Moderna's COVID Vax Produces Antibody Responses 6 Months Later
— But neutralizing activity declined over time, and not equally among age groups
"Antibodies persisted 6 months after the second dose of Moderna's COVID-19 vaccine in younger and middle-age adults, but were diminished in older adults when using more sensitive assays, according to data from an ongoing phase I trial.
Antibody activity was high across groups at day 209, but assessment with a "live virus" neutralization test found geometric mean titers declined more over time in participants ages 56 and older compared with adults ages 18-55, reported Mehul Suthar, PhD, of Emory University School of Medicine in Decatur, Georgia, and colleagues in a correspondence piece in the New England Journal of Medicine.hey noted the durability of protection is currently unknown, and examined binding and neutralizing antibodies elicited by the Moderna COVID-19 vaccine in 33 healthy adult participants in an ongoing phase I trial, who were stratified by age. They measured responses at 180 days after the second dose of vaccine, or day 209, using three distinct serologic assays.
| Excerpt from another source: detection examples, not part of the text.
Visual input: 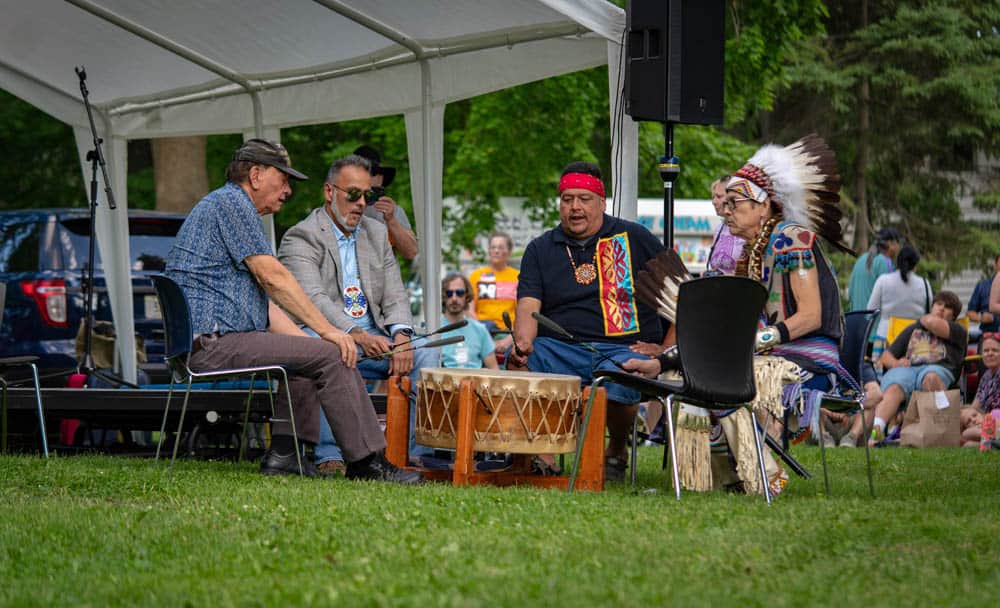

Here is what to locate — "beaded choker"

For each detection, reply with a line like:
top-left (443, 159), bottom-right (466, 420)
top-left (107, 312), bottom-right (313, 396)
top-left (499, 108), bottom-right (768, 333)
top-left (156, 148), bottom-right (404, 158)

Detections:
top-left (566, 245), bottom-right (597, 285)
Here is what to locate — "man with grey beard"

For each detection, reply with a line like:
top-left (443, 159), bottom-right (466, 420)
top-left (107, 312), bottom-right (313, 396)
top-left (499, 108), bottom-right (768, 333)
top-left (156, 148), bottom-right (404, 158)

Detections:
top-left (278, 155), bottom-right (438, 472)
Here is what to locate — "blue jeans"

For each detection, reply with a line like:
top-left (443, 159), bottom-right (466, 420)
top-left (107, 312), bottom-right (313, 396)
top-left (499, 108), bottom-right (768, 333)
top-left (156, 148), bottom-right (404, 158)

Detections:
top-left (882, 363), bottom-right (955, 407)
top-left (302, 327), bottom-right (441, 464)
top-left (528, 338), bottom-right (649, 403)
Suthar's group found nearly all participants "had detectable activity in a pseudovirus neutralization assay," and all participants had detectable activity on the "more sensitive live-virus focus-reduction neutralization mNeon-Green test," but it was this assay for which geometric mean titers were lower in older adults compared with adults ages 18-55.
In that assay, neutralizing activity in the older groups declined approximately 10-fold at 6 months from the peak 14 days after the second vaccine dose; in those 18-55, activity was down by roughly half. But activity levels in the older groups remained more than 10-fold above pre-vaccination baseline at the 6-month mark.
The researchers estimated a half-life of binding antibodies of 52 days after day 43 for all participants using a model assuming a steady decay rate over time, and the neutralizing antibody half-life was 202 days for live-virus neutralization using a model that assumed decay rates decrease over time. The model with the steady decay rate was the best fit for binding, and the one with the decreasing decay rate was best for neutralization, which was "consistent with published observations of convalescent patients with COVID-19 through 8 months after symptom onset," Suthar and colleagues wrote.
Suthar and colleagues noted that "the antibody titers and assays that best correlate with vaccine efficacy are not currently known," and ongoing studies continue to monitor immune response beyond 6 months, as well as examine the impact of a potential booster dose against COVID-19 variants."